Group-Theoretic Reinforcement Learning of Dynamical Decoupling Sequences
This work addresses the challenge of real-time optimization of pulse sequences for qubits in quantum computing, which is incremental as it applies RL to a known bottleneck in noise mitigation.
The paper tackled the problem of mitigating phase decoherence in qubits by designing optimal dynamical decoupling pulse sequences without explicit noise knowledge, using a reinforcement learning method with a group-theoretic action set, and demonstrated that the RL agent could learn sequences to minimize dephasing effectively.
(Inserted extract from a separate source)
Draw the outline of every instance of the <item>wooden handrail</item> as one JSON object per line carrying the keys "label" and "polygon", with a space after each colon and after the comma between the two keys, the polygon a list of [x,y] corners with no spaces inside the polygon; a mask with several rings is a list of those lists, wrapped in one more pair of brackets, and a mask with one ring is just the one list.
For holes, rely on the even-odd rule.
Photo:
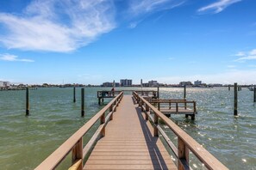
{"label": "wooden handrail", "polygon": [[[178,159],[178,169],[186,169],[187,167],[189,167],[189,150],[190,150],[198,158],[198,160],[204,164],[205,167],[207,167],[208,169],[228,169],[215,156],[213,156],[209,152],[208,152],[203,147],[202,147],[197,141],[195,141],[190,136],[189,136],[175,123],[169,119],[165,114],[163,114],[156,107],[152,106],[147,100],[143,99],[143,97],[139,96],[138,94],[135,92],[134,92],[133,94],[135,100],[142,101],[140,102],[141,107],[149,107],[149,109],[153,111],[153,112],[154,113],[154,118],[149,116],[149,118],[153,118],[153,122],[158,122],[156,121],[155,118],[161,118],[163,122],[165,122],[165,124],[178,137],[178,155],[176,155],[176,156]],[[144,104],[146,106],[144,106],[142,104]],[[146,111],[146,113],[148,114],[149,112]],[[158,124],[154,124],[154,126],[159,127]],[[155,128],[154,131],[159,130]],[[162,134],[164,137],[166,136],[163,131],[159,131],[159,132],[164,133]],[[154,134],[158,135],[158,132],[154,131]],[[166,140],[165,137],[165,139]],[[172,149],[175,150],[175,149]]]}
{"label": "wooden handrail", "polygon": [[[58,165],[65,159],[65,157],[72,150],[72,165],[78,162],[80,159],[83,159],[84,155],[80,155],[81,153],[83,155],[83,147],[81,148],[81,143],[83,137],[88,132],[88,131],[95,124],[95,123],[101,119],[101,124],[99,128],[103,131],[103,127],[107,124],[108,119],[110,119],[109,114],[113,114],[114,111],[109,111],[108,118],[103,118],[104,113],[109,109],[111,109],[112,106],[115,105],[115,108],[121,101],[123,96],[123,92],[121,92],[116,97],[115,97],[106,106],[104,106],[102,110],[100,110],[94,117],[92,117],[84,125],[83,125],[78,131],[77,131],[71,137],[69,137],[62,145],[60,145],[53,153],[52,153],[43,162],[41,162],[35,169],[36,170],[48,170],[54,169],[58,167]],[[112,107],[113,109],[113,107]],[[101,133],[103,132],[101,131]],[[85,146],[86,147],[86,146]],[[84,147],[84,148],[85,148]],[[78,150],[79,149],[79,150]],[[73,153],[74,152],[74,153]],[[76,153],[76,152],[78,152]],[[84,150],[84,153],[86,151]],[[83,162],[83,161],[81,161]],[[82,167],[82,166],[79,166]]]}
Dynamical decoupling seeks to mitigate phase decoherence in qubits by applying a carefully designed sequence of effectively instantaneous electromagnetic pulses. Although analytic solutions exist for pulse timings that are optimal under specific noise regimes, identifying the optimal timings for a realistic noise spectrum remains challenging. We propose a reinforcement learning (RL)-based method for designing pulse sequences on qubits. Our novel action set enables the RL agent to efficiently navigate this inherently non-convex optimization landscape. The action set, derived from Thompson's group $F$, is applicable to a broad class of sequential decision problems whose states can be represented as bounded sequences. We demonstrate that our RL agent can learn pulse sequences that minimize dephasing without requiring explicit knowledge of the underlying noise spectrum. This work opens the possibility for real-time learning of optimal dynamical decoupling sequences on qubits which are dephasing-limited. The model-free nature of our algorithm suggests that the agent may ultimately learn optimal pulse sequences even in the presence of unmodeled physical effects, such as pulse errors or non-Gaussian noise.